Bien que le sujet de la migration des Egyptiens revienne constamment dans la presse, fasse sujet d’études académiques dans les sciences sociales, plusieurs questions restent encore en suspension. On s’interroge par exemple: quelle différence y a-t-il entre les gens qui sont partis dans les années 1970, 1980, 1990 et au début des années 2000? Les clichés sont-ils toujours les mêmes? Pour parvenir aux réponses, il fallait impérativement fouiller dans les archives proposées par cette exposition.

Au sein des maisons

Observer les maisons était une façon pour mieux comprendre le mécanisme de cette migration temporaire. Les chercheurs ont commencé par poser la question: où est le salon Aubusson? Cet élément central dans la plupart des maisons égyptiennes à l’époque. Sa présence conduit, selon Lina El-Shamy, anthropologiste culturelle et historienne du design, à une appréhension de l’appartenance. « On a voulu élargir notre recherche en invitant un large public à nous envoyer les photos de leurs maisons dans les pays du Golfe. A force d’analyser ces photos, nous sommes parvenus à faire la différence entre logement et maison, le temporaire et le permanent », explique-t-elle. La maison et/ou le logement ne constituent pas seulement cet espace qui abrite des individus, mais aussi qui renferme tant d’éléments relatifs à la présence de ces individus. Des photos, des passeports, des boîtes, etc.

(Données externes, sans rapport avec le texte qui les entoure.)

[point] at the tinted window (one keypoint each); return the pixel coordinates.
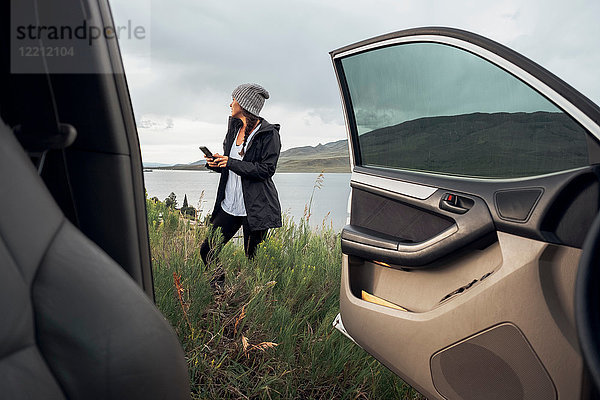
(436, 108)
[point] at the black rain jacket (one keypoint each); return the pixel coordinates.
(256, 169)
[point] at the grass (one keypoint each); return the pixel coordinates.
(269, 334)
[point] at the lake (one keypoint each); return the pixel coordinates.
(329, 202)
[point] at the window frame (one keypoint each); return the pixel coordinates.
(584, 112)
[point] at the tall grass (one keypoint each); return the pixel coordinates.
(268, 334)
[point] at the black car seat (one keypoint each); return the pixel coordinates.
(73, 324)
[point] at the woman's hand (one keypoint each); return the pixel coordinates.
(219, 160)
(211, 161)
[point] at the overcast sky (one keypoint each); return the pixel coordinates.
(196, 52)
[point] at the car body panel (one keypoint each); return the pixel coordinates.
(487, 281)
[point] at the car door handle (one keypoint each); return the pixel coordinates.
(455, 204)
(473, 224)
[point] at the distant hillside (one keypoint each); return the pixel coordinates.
(485, 144)
(329, 157)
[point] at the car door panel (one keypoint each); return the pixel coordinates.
(483, 266)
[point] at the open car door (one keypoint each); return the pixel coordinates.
(474, 184)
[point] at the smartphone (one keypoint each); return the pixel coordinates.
(206, 151)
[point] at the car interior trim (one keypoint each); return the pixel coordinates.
(397, 186)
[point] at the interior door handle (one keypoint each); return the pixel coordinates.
(455, 204)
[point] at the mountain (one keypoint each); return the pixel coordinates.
(329, 157)
(155, 165)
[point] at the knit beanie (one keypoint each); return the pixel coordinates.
(251, 97)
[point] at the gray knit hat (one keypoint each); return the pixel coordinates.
(251, 97)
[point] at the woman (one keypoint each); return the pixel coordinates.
(246, 195)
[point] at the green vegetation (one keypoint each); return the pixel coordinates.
(269, 334)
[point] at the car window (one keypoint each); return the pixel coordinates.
(436, 108)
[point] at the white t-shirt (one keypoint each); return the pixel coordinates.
(233, 203)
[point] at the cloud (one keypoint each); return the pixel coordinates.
(201, 50)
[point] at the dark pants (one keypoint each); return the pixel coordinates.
(229, 225)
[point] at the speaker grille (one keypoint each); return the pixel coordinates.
(496, 364)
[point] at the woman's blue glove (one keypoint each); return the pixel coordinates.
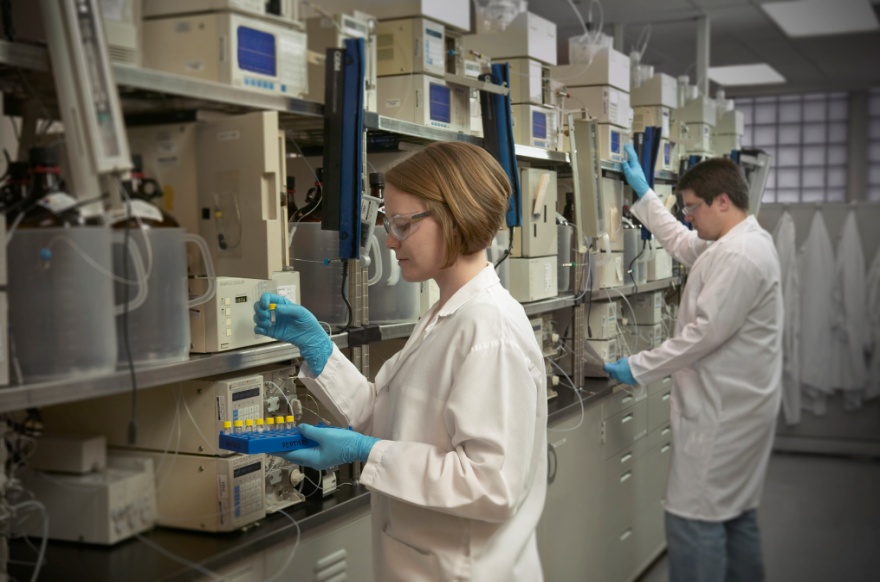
(296, 325)
(336, 446)
(620, 371)
(632, 169)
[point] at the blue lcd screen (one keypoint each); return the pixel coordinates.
(439, 103)
(256, 51)
(539, 125)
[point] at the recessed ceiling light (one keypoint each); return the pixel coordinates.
(822, 17)
(757, 74)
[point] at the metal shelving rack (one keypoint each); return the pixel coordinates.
(184, 92)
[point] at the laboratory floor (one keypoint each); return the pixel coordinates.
(819, 518)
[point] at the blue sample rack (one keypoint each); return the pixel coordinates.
(268, 441)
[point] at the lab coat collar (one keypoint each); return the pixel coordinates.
(482, 281)
(750, 223)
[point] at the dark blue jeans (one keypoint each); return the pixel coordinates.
(714, 551)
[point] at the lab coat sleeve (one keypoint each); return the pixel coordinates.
(722, 306)
(491, 419)
(346, 393)
(683, 244)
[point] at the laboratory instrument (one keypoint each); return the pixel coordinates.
(226, 47)
(527, 36)
(102, 507)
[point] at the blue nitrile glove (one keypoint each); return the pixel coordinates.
(632, 169)
(296, 325)
(336, 446)
(620, 371)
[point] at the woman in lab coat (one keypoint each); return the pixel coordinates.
(725, 360)
(456, 457)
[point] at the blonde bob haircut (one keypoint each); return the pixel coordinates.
(464, 188)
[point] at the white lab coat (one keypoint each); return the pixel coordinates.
(459, 480)
(849, 323)
(786, 248)
(873, 315)
(726, 364)
(816, 266)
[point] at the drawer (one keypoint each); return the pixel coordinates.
(652, 475)
(620, 553)
(619, 500)
(649, 534)
(660, 386)
(658, 408)
(622, 400)
(624, 428)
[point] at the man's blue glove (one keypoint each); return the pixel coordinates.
(632, 169)
(296, 325)
(620, 371)
(335, 447)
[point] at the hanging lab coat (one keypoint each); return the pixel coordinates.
(849, 322)
(459, 480)
(786, 248)
(873, 315)
(726, 364)
(816, 266)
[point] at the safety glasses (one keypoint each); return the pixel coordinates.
(689, 210)
(400, 226)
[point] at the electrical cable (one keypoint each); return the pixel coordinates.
(126, 343)
(345, 296)
(45, 539)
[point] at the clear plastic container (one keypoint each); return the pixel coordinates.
(392, 300)
(321, 286)
(158, 332)
(61, 305)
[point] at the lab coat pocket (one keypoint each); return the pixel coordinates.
(687, 397)
(405, 563)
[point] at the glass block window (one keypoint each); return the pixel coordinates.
(807, 137)
(874, 146)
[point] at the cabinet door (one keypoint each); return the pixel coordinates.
(570, 536)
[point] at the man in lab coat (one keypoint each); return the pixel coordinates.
(725, 359)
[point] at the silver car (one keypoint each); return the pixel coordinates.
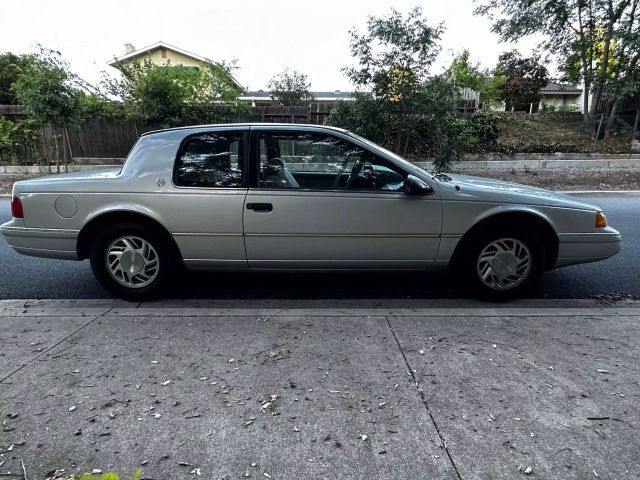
(296, 197)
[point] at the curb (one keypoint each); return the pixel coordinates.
(605, 192)
(566, 192)
(336, 305)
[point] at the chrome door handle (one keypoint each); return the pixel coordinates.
(260, 207)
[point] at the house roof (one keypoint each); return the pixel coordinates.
(557, 88)
(319, 96)
(150, 48)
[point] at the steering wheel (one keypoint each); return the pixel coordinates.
(336, 181)
(357, 168)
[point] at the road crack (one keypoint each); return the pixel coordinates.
(54, 345)
(424, 401)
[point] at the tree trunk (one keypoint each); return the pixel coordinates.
(612, 118)
(585, 103)
(66, 134)
(597, 94)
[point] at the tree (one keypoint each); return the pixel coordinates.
(578, 31)
(463, 73)
(524, 79)
(51, 94)
(395, 54)
(175, 95)
(48, 89)
(11, 66)
(290, 88)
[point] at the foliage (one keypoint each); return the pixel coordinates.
(595, 41)
(395, 54)
(524, 79)
(550, 107)
(14, 137)
(47, 88)
(481, 132)
(406, 111)
(431, 128)
(98, 106)
(175, 95)
(536, 147)
(11, 66)
(290, 89)
(463, 73)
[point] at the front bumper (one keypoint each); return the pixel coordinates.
(574, 248)
(41, 242)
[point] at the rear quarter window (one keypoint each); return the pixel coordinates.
(211, 160)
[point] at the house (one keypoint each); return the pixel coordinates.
(562, 96)
(163, 54)
(262, 98)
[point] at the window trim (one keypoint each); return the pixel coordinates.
(254, 185)
(244, 139)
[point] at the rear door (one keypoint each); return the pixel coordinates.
(322, 201)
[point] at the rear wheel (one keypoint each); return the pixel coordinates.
(131, 261)
(503, 265)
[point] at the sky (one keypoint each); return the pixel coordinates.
(264, 36)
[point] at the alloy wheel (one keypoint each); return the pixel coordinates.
(132, 261)
(504, 263)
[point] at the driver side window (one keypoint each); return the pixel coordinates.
(322, 162)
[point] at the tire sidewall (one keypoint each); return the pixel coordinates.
(479, 242)
(98, 264)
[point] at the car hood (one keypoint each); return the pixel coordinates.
(489, 190)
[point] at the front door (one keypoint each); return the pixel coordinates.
(324, 202)
(207, 202)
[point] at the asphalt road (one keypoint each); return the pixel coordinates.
(26, 277)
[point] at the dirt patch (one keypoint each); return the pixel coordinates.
(568, 179)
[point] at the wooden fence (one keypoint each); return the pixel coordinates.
(114, 139)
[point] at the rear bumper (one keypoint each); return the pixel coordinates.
(41, 242)
(574, 248)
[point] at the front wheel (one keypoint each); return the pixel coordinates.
(130, 261)
(503, 265)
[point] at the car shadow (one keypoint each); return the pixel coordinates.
(313, 285)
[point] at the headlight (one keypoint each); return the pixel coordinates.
(601, 220)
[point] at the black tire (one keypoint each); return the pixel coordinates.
(165, 258)
(467, 263)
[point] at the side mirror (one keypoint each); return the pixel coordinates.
(414, 186)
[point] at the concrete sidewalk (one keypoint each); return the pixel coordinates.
(355, 389)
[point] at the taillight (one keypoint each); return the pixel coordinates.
(16, 208)
(601, 220)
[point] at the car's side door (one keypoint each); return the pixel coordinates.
(322, 201)
(209, 188)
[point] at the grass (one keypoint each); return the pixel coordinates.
(569, 132)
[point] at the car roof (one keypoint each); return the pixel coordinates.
(288, 126)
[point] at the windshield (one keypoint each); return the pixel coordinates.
(406, 163)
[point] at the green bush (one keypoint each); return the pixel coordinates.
(511, 148)
(481, 132)
(15, 137)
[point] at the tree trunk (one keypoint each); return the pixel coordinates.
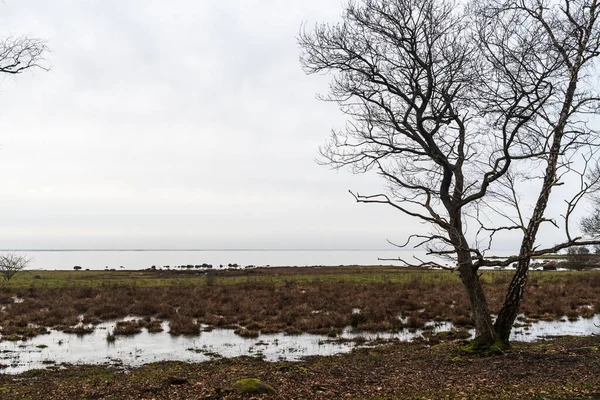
(484, 330)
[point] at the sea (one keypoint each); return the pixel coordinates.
(133, 259)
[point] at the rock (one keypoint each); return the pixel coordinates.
(252, 386)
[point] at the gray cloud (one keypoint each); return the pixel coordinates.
(175, 124)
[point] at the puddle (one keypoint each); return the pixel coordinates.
(58, 347)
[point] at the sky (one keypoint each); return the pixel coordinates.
(179, 124)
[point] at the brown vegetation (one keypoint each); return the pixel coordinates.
(565, 368)
(267, 301)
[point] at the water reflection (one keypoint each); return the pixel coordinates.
(58, 347)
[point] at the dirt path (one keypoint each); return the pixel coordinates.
(564, 368)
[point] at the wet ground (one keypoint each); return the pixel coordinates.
(94, 348)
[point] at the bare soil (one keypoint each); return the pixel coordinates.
(562, 368)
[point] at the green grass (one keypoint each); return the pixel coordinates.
(61, 279)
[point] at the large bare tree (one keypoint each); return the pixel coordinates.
(18, 54)
(458, 107)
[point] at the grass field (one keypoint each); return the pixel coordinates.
(265, 300)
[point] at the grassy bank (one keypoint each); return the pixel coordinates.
(266, 300)
(563, 368)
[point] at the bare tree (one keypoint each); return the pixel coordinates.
(456, 107)
(11, 264)
(18, 54)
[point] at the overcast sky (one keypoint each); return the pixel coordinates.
(175, 124)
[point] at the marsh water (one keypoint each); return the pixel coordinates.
(57, 347)
(141, 259)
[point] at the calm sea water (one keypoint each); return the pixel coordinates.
(138, 259)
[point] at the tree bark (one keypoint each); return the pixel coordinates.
(484, 329)
(516, 290)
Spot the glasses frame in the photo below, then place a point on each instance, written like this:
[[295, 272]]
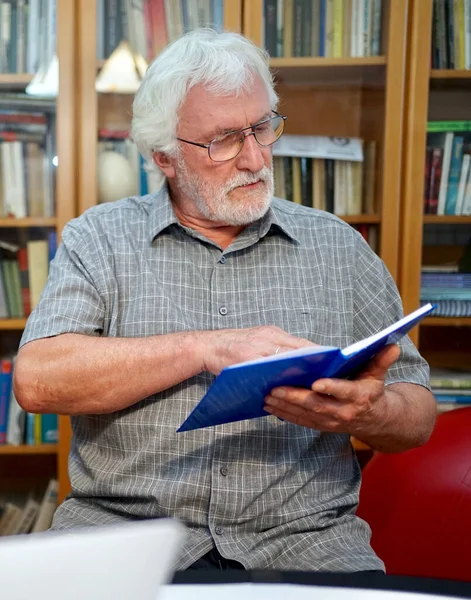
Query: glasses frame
[[252, 132]]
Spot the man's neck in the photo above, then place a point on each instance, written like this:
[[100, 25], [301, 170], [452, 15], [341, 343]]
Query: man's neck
[[220, 234]]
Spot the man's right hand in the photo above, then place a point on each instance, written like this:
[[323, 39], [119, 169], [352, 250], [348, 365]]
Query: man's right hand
[[225, 347]]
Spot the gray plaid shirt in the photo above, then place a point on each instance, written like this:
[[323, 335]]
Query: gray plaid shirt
[[267, 493]]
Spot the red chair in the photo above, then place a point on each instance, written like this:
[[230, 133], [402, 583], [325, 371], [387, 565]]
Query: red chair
[[418, 503]]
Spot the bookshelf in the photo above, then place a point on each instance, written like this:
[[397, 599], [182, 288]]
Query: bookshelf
[[27, 467], [431, 95], [350, 96]]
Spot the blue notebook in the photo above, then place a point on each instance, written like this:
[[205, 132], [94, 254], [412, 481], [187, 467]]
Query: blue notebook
[[239, 391]]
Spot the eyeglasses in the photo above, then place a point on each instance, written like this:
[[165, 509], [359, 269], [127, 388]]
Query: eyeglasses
[[228, 146]]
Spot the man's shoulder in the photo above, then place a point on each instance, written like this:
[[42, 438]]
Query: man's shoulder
[[103, 216], [305, 217]]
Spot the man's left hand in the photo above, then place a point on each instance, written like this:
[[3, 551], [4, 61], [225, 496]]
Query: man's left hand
[[337, 405]]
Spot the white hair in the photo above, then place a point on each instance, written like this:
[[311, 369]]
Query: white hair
[[225, 63]]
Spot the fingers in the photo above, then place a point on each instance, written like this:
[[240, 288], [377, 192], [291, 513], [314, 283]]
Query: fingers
[[377, 367]]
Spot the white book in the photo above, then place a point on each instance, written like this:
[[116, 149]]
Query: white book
[[367, 27], [17, 190], [47, 508], [173, 19], [32, 53], [354, 29], [16, 419], [445, 172], [467, 34], [462, 184], [5, 35], [359, 24]]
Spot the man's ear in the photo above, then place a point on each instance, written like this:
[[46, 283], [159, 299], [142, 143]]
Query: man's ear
[[165, 163]]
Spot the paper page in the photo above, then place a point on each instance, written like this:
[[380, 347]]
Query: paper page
[[307, 351], [357, 346], [316, 146]]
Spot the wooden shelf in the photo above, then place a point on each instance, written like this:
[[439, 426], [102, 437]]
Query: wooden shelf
[[12, 324], [450, 219], [334, 71], [322, 62], [28, 222], [39, 449], [450, 74], [447, 322], [14, 81]]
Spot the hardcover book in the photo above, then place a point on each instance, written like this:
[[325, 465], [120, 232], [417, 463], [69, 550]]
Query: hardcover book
[[238, 392]]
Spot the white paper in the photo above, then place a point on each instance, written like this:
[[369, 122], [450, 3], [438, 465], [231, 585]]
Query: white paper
[[313, 146]]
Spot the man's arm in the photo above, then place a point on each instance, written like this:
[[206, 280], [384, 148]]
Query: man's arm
[[389, 418], [80, 374]]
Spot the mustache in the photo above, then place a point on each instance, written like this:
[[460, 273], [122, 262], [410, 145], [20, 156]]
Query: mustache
[[264, 174]]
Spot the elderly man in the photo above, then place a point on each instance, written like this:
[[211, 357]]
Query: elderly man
[[148, 298]]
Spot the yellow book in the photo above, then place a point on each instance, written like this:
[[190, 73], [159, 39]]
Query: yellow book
[[337, 28], [288, 28], [37, 429], [461, 25], [297, 194], [318, 183], [38, 268]]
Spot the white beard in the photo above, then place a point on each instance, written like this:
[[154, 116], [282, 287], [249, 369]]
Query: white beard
[[214, 202]]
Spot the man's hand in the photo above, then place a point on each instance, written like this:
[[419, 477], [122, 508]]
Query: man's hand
[[225, 347], [338, 405]]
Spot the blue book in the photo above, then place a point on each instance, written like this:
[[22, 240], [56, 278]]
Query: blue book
[[239, 391], [454, 176]]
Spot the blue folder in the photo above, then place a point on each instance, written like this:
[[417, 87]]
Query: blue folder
[[239, 391]]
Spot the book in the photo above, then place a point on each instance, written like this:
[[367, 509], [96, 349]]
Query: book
[[239, 391]]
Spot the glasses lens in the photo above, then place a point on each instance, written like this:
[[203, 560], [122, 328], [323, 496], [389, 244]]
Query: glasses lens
[[268, 132], [226, 147]]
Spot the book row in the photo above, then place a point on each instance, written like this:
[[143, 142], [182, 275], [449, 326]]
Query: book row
[[329, 28], [32, 513], [447, 183], [149, 25], [341, 187], [18, 427], [451, 34], [27, 164], [27, 35], [23, 274]]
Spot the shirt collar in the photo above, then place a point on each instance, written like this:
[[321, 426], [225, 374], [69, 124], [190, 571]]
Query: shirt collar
[[162, 216]]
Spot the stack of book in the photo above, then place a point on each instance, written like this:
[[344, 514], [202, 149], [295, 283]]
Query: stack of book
[[451, 388], [451, 292], [18, 427], [328, 173], [26, 164], [451, 35], [28, 514], [150, 25], [115, 140], [329, 28], [23, 273], [447, 185], [28, 35]]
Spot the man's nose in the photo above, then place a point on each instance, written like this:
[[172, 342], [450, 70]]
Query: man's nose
[[251, 156]]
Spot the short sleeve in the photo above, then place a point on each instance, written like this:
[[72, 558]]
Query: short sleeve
[[377, 304], [71, 301]]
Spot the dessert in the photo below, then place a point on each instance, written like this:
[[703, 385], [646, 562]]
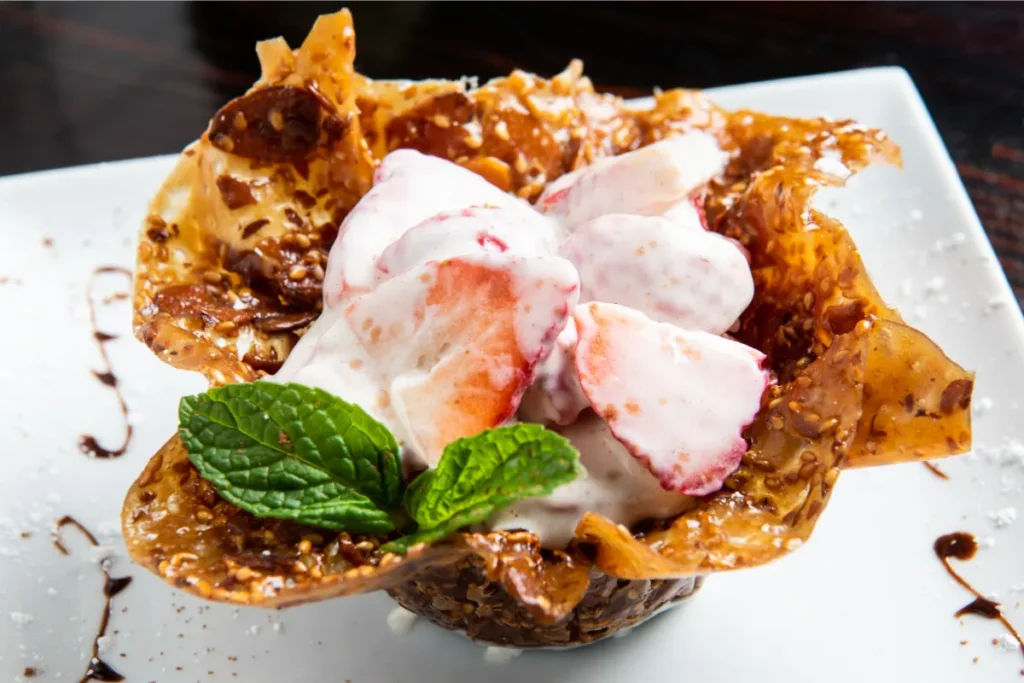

L’exposition, en cours jusqu’au 31 octobre au Contemporary Image Collective (CIC), offre un type de connaissances différentes et permet de dépasser le cadre strictement factuel pour englober les représentations et les émotions en lien avec ce phénomène. D’ailleurs, ce qui est intéressant, c’est qu’elle ne rapporte pas uniquement d’informations sur le ressenti, mais met en lumière de petites choses de la vie quotidienne, dont on ne trouve pas de trace dans les ouvrages académiques. « Des chaises en plastique, des murs vides, des climatiseurs et surtout de la moquette. Tels étaient les éléments principaux dans les logements des Egyptiens installés dans les pays du Golfe. Par opposition à leurs maisons en Egypte où sont entassées des boîtes et des caisses, dans l’attente de leur retour. Bref, c’est le genre d’image qui n’est pas sans rappeler celle du tombeau de Toutankhamon, avec plein d’objets entassés dedans, afin de servir le défunt dans sa prochaine vie », souligne El-Shamy.

Au-delà des idées reçues

Ce concept de « vie reportée », d’une « autre vie », n’est pas valorisé lorsqu’il s’agit de ceux qui sont partis au début des années 2000. Les photos prises chez eux démontrent que la notion de stabilité a changé. « Cette génération opte plutôt pour une vie aisée dans le nouveau pays d’accueil », affirme El-Shamy, en montrant des photos avec des murs décorés par des tableaux, etc.

Le jeune anthropologue Hossam Gad, quant à lui, expose des passeports de l’un de ses proches, parti dans les années 1970 pour travailler dans l’un des pays du Golfe. Au départ, il avait une barbe et portait une djellaba, quelques années plus tard, il était en costume-cravate et sans barbe. Son nouveau look rompt complètement avec les clichés construits autour des travailleurs du Golfe, notamment les images reçues à travers les séries de télévision.

En effet, cette initiative a le mérite de parier sur le croisement des histoires personnelle et collective, avec l’ambition d’élaborer des archives, commençant par ces témoignages.

Jusqu’au 31 octobre, au Contemporary Image Collective (CIC). 27, rue Talaat Harb, centre-ville. De midi à 21h, sauf les vendredis.